The United States has offered $5 million dollars to anyone who will give them information that will lead to the capture of deadly Pakistani terrorists.
Pakistani Taliban leader Mullah Fazlullah
The U.S. State Department is offering a five-million-dollar reward for information leading to Pakistani Taliban leader Mullah Fazlullah. The U.S. also announced a three-million-dollar reward each for two other senior leaders of militias linked to the Pakistani Taliban.
The move is seen as another attempt by Washington to defuse tensions with the Pakistani government. The State Department then said it would freeze almost all U.S. security assistance to the country.
Pakistani political and military leaders have been demanding that international and Afghan security forces take tougher action against Fazlullah’s group, which is currently based in Afghanistan.
The reward offers, announced on Thursday, come after a suspected U.S. drone strike killed no fewer than 21 would-be suicide bombers, including a son of Fazlullah, at a training camp in Afghanistan’s eastern Kunar province.
Fazlullah rose to prominence when he ordered the attack on the world’s youngest Noble Laureate, Malala Yousafzai, in 2012.
He was elevated to lead the Pakistani Taliban in 2013 after the death of his predecessor Hakimullah Mehsud in a U.S. drone strike.
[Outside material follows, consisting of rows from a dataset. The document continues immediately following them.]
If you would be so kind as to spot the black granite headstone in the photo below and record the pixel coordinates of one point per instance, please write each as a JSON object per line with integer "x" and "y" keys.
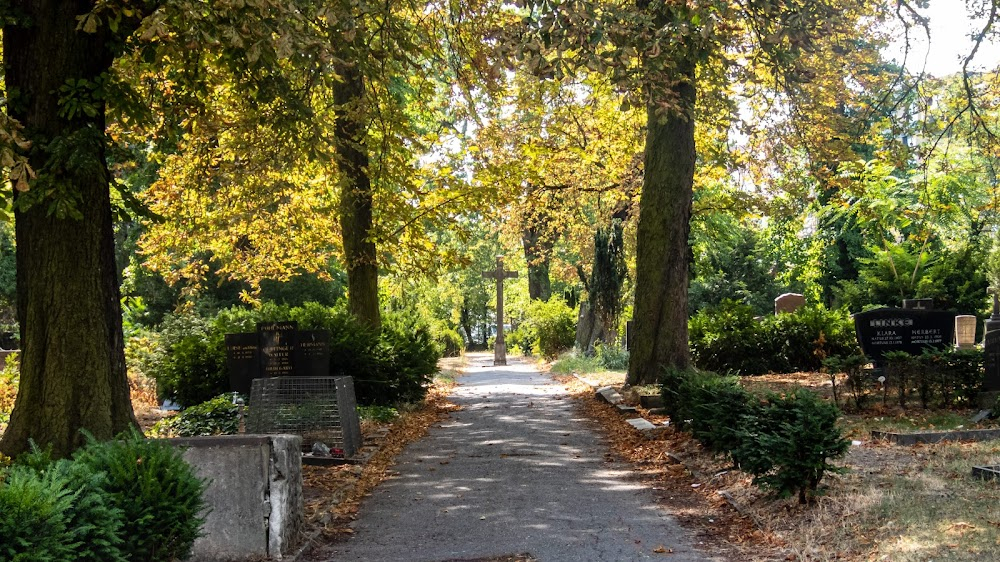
{"x": 312, "y": 355}
{"x": 277, "y": 347}
{"x": 242, "y": 361}
{"x": 897, "y": 329}
{"x": 991, "y": 360}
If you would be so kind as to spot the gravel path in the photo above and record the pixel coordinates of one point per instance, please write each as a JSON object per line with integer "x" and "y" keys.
{"x": 514, "y": 472}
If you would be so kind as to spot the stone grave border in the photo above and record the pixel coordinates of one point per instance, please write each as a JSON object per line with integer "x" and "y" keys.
{"x": 927, "y": 437}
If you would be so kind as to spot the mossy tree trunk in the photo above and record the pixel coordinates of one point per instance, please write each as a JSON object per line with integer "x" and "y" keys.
{"x": 662, "y": 251}
{"x": 356, "y": 198}
{"x": 73, "y": 372}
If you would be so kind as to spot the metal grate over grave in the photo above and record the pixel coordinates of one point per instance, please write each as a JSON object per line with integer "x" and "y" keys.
{"x": 319, "y": 409}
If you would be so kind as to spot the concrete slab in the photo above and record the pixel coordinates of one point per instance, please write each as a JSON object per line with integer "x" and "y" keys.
{"x": 254, "y": 492}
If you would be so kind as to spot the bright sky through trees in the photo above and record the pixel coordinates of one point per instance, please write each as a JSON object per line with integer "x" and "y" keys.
{"x": 950, "y": 27}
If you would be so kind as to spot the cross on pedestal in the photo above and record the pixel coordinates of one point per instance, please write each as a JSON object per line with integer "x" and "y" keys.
{"x": 499, "y": 348}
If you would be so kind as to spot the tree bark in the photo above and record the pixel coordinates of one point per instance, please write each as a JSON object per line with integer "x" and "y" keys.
{"x": 73, "y": 372}
{"x": 662, "y": 253}
{"x": 356, "y": 198}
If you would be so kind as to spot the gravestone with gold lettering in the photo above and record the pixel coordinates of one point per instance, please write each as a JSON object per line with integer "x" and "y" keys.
{"x": 276, "y": 349}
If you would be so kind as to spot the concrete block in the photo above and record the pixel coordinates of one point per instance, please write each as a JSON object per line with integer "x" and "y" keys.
{"x": 254, "y": 493}
{"x": 610, "y": 395}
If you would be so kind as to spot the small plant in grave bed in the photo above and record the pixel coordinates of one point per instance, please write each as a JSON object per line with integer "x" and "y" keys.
{"x": 218, "y": 416}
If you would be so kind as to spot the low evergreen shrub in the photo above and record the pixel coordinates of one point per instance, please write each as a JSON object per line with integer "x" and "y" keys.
{"x": 158, "y": 494}
{"x": 548, "y": 329}
{"x": 788, "y": 444}
{"x": 34, "y": 522}
{"x": 218, "y": 416}
{"x": 729, "y": 338}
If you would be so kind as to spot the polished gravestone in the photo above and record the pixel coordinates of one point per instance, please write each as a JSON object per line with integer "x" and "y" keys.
{"x": 276, "y": 349}
{"x": 897, "y": 329}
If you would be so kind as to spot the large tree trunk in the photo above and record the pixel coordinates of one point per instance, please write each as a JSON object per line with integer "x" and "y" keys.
{"x": 537, "y": 250}
{"x": 73, "y": 373}
{"x": 662, "y": 254}
{"x": 356, "y": 198}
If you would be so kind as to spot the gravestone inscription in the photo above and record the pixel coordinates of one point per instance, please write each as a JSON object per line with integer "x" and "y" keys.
{"x": 276, "y": 349}
{"x": 897, "y": 329}
{"x": 965, "y": 331}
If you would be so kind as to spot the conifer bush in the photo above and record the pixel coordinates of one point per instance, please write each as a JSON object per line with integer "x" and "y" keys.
{"x": 158, "y": 493}
{"x": 785, "y": 442}
{"x": 788, "y": 444}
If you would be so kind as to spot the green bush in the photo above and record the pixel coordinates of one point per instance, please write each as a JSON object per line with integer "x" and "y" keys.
{"x": 450, "y": 342}
{"x": 408, "y": 357}
{"x": 218, "y": 416}
{"x": 553, "y": 325}
{"x": 158, "y": 494}
{"x": 189, "y": 363}
{"x": 521, "y": 340}
{"x": 787, "y": 445}
{"x": 187, "y": 355}
{"x": 713, "y": 408}
{"x": 948, "y": 375}
{"x": 34, "y": 524}
{"x": 729, "y": 338}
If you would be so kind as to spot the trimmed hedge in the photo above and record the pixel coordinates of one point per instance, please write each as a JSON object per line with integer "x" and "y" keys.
{"x": 729, "y": 338}
{"x": 785, "y": 442}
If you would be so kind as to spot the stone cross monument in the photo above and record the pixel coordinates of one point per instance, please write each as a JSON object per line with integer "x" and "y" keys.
{"x": 499, "y": 348}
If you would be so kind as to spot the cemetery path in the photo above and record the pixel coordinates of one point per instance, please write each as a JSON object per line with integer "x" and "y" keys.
{"x": 515, "y": 471}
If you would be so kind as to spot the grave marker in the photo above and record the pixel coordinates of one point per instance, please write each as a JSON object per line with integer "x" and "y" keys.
{"x": 499, "y": 348}
{"x": 276, "y": 349}
{"x": 899, "y": 329}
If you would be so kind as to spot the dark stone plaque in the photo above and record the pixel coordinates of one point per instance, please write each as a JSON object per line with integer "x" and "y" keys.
{"x": 898, "y": 329}
{"x": 277, "y": 341}
{"x": 918, "y": 304}
{"x": 312, "y": 355}
{"x": 991, "y": 352}
{"x": 242, "y": 361}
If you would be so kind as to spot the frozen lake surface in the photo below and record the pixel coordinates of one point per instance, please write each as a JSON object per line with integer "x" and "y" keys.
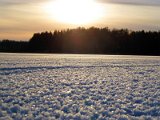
{"x": 79, "y": 87}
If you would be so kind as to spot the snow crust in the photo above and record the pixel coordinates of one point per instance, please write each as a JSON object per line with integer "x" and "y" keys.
{"x": 79, "y": 87}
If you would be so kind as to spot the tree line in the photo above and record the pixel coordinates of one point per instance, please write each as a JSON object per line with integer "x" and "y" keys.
{"x": 89, "y": 41}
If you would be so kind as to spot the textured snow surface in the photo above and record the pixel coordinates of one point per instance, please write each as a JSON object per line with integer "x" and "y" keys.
{"x": 79, "y": 87}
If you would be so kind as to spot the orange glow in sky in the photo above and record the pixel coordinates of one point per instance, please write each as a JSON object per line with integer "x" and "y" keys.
{"x": 19, "y": 19}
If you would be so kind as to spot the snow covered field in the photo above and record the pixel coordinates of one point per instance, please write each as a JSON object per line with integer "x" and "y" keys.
{"x": 79, "y": 87}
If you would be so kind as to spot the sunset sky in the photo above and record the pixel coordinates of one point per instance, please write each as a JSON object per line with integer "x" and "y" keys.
{"x": 19, "y": 19}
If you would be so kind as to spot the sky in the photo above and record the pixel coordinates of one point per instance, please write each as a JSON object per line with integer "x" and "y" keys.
{"x": 20, "y": 19}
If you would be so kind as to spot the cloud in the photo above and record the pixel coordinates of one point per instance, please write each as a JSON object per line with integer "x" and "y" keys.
{"x": 19, "y": 2}
{"x": 134, "y": 2}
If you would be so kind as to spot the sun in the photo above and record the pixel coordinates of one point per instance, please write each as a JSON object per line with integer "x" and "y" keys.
{"x": 75, "y": 11}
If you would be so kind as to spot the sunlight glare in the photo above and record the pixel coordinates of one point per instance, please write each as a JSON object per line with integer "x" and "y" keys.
{"x": 75, "y": 11}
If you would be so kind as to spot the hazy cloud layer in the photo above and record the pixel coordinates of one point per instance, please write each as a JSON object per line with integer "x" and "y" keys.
{"x": 134, "y": 2}
{"x": 17, "y": 2}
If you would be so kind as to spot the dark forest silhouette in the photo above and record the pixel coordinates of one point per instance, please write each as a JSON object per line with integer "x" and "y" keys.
{"x": 88, "y": 41}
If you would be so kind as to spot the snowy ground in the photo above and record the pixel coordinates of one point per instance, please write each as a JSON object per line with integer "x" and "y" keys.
{"x": 79, "y": 87}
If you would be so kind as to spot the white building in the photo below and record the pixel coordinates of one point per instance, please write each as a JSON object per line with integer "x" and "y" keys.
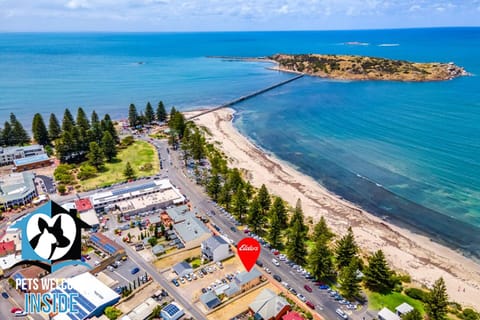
{"x": 216, "y": 248}
{"x": 95, "y": 297}
{"x": 172, "y": 311}
{"x": 8, "y": 154}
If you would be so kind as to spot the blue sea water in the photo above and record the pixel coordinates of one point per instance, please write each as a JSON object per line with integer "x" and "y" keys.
{"x": 409, "y": 151}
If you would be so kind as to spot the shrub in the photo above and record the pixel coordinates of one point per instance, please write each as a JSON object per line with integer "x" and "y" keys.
{"x": 417, "y": 294}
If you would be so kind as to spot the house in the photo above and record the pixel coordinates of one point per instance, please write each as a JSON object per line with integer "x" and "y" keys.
{"x": 386, "y": 314}
{"x": 210, "y": 300}
{"x": 247, "y": 280}
{"x": 216, "y": 248}
{"x": 269, "y": 306}
{"x": 403, "y": 309}
{"x": 9, "y": 154}
{"x": 172, "y": 311}
{"x": 182, "y": 268}
{"x": 292, "y": 315}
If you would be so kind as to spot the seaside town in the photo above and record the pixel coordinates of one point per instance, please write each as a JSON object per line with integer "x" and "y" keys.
{"x": 167, "y": 209}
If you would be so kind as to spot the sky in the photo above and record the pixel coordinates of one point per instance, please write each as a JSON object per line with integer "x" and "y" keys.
{"x": 232, "y": 15}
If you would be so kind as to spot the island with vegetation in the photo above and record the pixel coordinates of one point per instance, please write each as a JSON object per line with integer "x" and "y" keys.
{"x": 350, "y": 67}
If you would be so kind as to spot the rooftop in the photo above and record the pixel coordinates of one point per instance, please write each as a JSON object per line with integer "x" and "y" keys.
{"x": 214, "y": 242}
{"x": 83, "y": 204}
{"x": 191, "y": 228}
{"x": 245, "y": 277}
{"x": 30, "y": 160}
{"x": 15, "y": 186}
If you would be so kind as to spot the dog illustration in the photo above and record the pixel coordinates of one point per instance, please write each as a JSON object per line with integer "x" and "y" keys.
{"x": 49, "y": 236}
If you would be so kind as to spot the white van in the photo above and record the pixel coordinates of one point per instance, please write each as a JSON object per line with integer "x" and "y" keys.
{"x": 342, "y": 314}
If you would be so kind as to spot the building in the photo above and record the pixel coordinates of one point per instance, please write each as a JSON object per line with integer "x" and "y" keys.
{"x": 83, "y": 205}
{"x": 292, "y": 315}
{"x": 139, "y": 198}
{"x": 192, "y": 231}
{"x": 142, "y": 311}
{"x": 247, "y": 280}
{"x": 182, "y": 268}
{"x": 17, "y": 189}
{"x": 269, "y": 306}
{"x": 216, "y": 248}
{"x": 172, "y": 311}
{"x": 386, "y": 314}
{"x": 93, "y": 297}
{"x": 9, "y": 154}
{"x": 106, "y": 244}
{"x": 210, "y": 300}
{"x": 90, "y": 217}
{"x": 33, "y": 162}
{"x": 403, "y": 309}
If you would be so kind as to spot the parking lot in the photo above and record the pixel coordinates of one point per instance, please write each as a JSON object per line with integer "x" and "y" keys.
{"x": 212, "y": 277}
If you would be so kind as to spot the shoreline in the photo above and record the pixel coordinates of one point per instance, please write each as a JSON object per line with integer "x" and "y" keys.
{"x": 408, "y": 251}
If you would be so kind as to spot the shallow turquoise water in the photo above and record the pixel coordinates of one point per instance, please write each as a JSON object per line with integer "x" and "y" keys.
{"x": 410, "y": 151}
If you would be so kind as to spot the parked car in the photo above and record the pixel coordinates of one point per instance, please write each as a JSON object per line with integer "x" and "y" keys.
{"x": 135, "y": 270}
{"x": 342, "y": 314}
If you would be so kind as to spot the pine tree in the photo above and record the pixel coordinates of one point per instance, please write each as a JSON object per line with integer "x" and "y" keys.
{"x": 255, "y": 217}
{"x": 19, "y": 134}
{"x": 274, "y": 235}
{"x": 149, "y": 114}
{"x": 108, "y": 146}
{"x": 161, "y": 113}
{"x": 95, "y": 155}
{"x": 128, "y": 172}
{"x": 54, "y": 130}
{"x": 296, "y": 247}
{"x": 349, "y": 280}
{"x": 107, "y": 125}
{"x": 7, "y": 134}
{"x": 278, "y": 209}
{"x": 213, "y": 186}
{"x": 378, "y": 276}
{"x": 82, "y": 120}
{"x": 67, "y": 122}
{"x": 412, "y": 315}
{"x": 240, "y": 205}
{"x": 264, "y": 198}
{"x": 322, "y": 230}
{"x": 346, "y": 250}
{"x": 320, "y": 259}
{"x": 40, "y": 133}
{"x": 436, "y": 304}
{"x": 133, "y": 120}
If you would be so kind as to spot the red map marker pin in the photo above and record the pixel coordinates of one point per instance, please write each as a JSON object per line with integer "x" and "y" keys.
{"x": 248, "y": 251}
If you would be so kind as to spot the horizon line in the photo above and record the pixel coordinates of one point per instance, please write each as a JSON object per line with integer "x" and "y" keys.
{"x": 238, "y": 31}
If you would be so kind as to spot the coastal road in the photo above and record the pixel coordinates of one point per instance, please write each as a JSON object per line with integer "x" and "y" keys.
{"x": 324, "y": 304}
{"x": 141, "y": 263}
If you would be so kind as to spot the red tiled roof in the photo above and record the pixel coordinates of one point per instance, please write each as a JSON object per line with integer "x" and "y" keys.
{"x": 7, "y": 247}
{"x": 83, "y": 205}
{"x": 292, "y": 316}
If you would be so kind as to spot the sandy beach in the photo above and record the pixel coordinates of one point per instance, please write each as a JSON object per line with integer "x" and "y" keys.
{"x": 406, "y": 251}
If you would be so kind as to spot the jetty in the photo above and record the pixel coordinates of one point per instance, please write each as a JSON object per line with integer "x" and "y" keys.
{"x": 248, "y": 96}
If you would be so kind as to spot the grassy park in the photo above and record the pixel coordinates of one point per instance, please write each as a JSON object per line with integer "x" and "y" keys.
{"x": 139, "y": 154}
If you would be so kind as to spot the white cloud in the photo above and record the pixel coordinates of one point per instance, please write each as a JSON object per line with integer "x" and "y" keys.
{"x": 77, "y": 4}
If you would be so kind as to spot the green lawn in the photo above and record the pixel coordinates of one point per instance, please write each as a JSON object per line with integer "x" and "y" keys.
{"x": 138, "y": 154}
{"x": 377, "y": 301}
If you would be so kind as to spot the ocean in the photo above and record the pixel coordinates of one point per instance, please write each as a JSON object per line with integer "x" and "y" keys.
{"x": 408, "y": 152}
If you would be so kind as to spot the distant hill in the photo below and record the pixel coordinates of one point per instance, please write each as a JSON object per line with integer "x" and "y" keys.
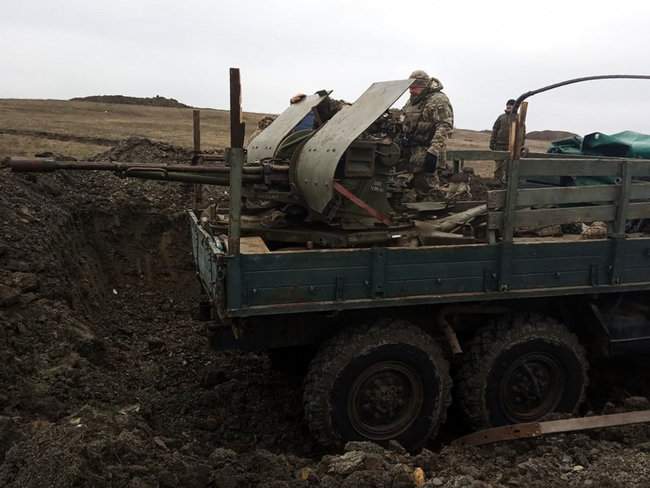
{"x": 549, "y": 135}
{"x": 156, "y": 101}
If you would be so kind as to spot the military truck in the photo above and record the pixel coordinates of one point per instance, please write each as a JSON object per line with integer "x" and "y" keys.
{"x": 513, "y": 320}
{"x": 509, "y": 317}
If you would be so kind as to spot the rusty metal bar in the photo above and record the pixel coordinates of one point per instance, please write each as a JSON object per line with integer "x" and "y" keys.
{"x": 344, "y": 192}
{"x": 196, "y": 156}
{"x": 536, "y": 429}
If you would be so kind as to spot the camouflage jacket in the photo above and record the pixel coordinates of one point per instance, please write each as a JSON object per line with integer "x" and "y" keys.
{"x": 429, "y": 119}
{"x": 500, "y": 138}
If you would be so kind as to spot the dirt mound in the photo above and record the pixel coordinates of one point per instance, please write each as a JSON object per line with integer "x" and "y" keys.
{"x": 156, "y": 101}
{"x": 549, "y": 135}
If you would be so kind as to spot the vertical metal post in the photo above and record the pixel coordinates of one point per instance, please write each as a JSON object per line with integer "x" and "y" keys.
{"x": 235, "y": 158}
{"x": 618, "y": 242}
{"x": 510, "y": 208}
{"x": 196, "y": 156}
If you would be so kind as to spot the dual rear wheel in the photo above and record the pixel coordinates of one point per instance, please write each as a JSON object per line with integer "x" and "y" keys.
{"x": 392, "y": 381}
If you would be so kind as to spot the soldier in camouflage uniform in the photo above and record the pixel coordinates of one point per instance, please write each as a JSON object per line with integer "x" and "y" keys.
{"x": 500, "y": 138}
{"x": 428, "y": 121}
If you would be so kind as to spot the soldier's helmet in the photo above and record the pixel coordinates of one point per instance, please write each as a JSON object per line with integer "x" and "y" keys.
{"x": 435, "y": 84}
{"x": 421, "y": 77}
{"x": 265, "y": 122}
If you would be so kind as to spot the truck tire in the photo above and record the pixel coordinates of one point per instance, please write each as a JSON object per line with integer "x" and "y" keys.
{"x": 520, "y": 370}
{"x": 377, "y": 382}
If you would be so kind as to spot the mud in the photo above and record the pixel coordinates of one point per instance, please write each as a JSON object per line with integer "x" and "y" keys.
{"x": 107, "y": 379}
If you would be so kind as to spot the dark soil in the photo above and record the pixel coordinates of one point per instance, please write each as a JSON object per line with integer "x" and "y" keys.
{"x": 108, "y": 381}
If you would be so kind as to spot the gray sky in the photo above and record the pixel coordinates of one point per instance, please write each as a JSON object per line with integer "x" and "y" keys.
{"x": 483, "y": 52}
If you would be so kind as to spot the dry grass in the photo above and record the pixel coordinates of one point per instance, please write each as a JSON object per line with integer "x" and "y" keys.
{"x": 11, "y": 145}
{"x": 112, "y": 121}
{"x": 173, "y": 125}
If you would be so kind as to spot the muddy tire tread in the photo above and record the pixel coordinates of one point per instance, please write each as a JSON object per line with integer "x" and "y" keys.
{"x": 336, "y": 353}
{"x": 484, "y": 348}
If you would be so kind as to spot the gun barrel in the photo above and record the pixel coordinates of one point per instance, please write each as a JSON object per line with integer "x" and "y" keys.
{"x": 41, "y": 165}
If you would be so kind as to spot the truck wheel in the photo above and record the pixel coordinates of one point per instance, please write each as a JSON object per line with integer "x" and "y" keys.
{"x": 520, "y": 370}
{"x": 380, "y": 382}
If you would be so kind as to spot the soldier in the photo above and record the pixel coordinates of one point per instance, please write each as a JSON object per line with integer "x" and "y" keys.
{"x": 261, "y": 125}
{"x": 428, "y": 121}
{"x": 500, "y": 139}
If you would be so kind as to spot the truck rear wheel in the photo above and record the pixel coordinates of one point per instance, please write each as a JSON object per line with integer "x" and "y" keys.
{"x": 381, "y": 382}
{"x": 521, "y": 370}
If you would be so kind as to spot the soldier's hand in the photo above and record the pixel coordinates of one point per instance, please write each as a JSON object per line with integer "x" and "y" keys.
{"x": 297, "y": 98}
{"x": 430, "y": 162}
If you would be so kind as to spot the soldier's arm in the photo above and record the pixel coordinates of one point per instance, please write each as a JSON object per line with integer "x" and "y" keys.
{"x": 443, "y": 117}
{"x": 495, "y": 130}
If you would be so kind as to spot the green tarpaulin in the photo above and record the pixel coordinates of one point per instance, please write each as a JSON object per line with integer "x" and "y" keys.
{"x": 624, "y": 144}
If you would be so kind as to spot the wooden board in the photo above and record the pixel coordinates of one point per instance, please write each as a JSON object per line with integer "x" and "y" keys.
{"x": 571, "y": 194}
{"x": 567, "y": 215}
{"x": 253, "y": 245}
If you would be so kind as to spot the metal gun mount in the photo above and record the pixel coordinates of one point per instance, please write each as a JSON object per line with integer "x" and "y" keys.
{"x": 337, "y": 184}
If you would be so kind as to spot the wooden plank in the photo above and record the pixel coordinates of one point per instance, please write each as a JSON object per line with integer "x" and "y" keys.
{"x": 237, "y": 128}
{"x": 551, "y": 216}
{"x": 581, "y": 167}
{"x": 253, "y": 245}
{"x": 569, "y": 194}
{"x": 569, "y": 167}
{"x": 476, "y": 155}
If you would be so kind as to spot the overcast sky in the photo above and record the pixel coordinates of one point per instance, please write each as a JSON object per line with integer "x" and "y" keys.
{"x": 484, "y": 52}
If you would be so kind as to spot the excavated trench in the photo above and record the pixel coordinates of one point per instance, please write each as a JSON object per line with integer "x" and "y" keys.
{"x": 108, "y": 381}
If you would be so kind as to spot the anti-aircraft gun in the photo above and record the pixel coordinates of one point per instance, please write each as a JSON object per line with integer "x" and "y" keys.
{"x": 336, "y": 184}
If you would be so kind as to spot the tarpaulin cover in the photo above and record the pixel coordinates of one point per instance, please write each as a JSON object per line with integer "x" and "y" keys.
{"x": 626, "y": 144}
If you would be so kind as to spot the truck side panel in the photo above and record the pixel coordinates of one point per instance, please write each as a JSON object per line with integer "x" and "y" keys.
{"x": 342, "y": 278}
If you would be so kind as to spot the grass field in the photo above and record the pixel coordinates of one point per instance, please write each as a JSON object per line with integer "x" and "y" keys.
{"x": 78, "y": 122}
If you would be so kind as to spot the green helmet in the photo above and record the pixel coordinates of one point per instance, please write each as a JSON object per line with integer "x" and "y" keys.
{"x": 421, "y": 77}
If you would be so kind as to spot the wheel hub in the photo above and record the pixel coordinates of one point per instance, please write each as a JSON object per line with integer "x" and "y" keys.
{"x": 531, "y": 387}
{"x": 385, "y": 400}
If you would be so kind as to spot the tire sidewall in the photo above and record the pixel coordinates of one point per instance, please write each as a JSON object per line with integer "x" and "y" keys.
{"x": 567, "y": 359}
{"x": 429, "y": 416}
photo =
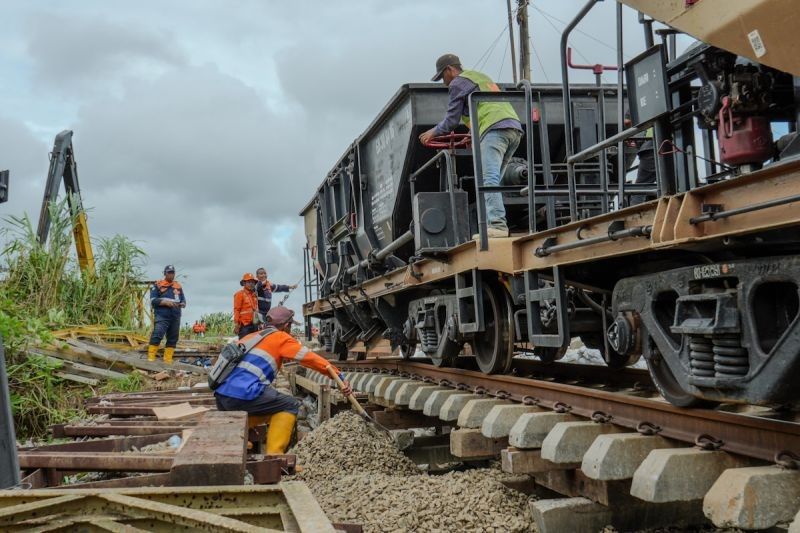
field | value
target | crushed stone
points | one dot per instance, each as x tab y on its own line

The reward for Abdul Wali, alias Omer Khorasani, the leader of Jamaat ul Ahrar faction of the Taliban and Lashkar-e-Islam group chief Mangal Bagh was also announced in the statement on Thursday.
NAN reports that on Thursday, 20 militants were believed to have been killed in an American drone strike on a compound said to have been used by Fazlullah.
The strike was carried out in a remote area of Kunar province in Afghanistan and the dead are believed to include the leader’s son and senior commanders.
One of them, Qari Yaseen, is believed to have trained suicide bombers.
The U.S. did not comment but Pakistani officials claimed that the strike was helped by intelligence from Islamabad.
The incident comes amid fraught relations with the U.S., as President Trump piles pressure on Islamabad to act against terrorist havens within its borders.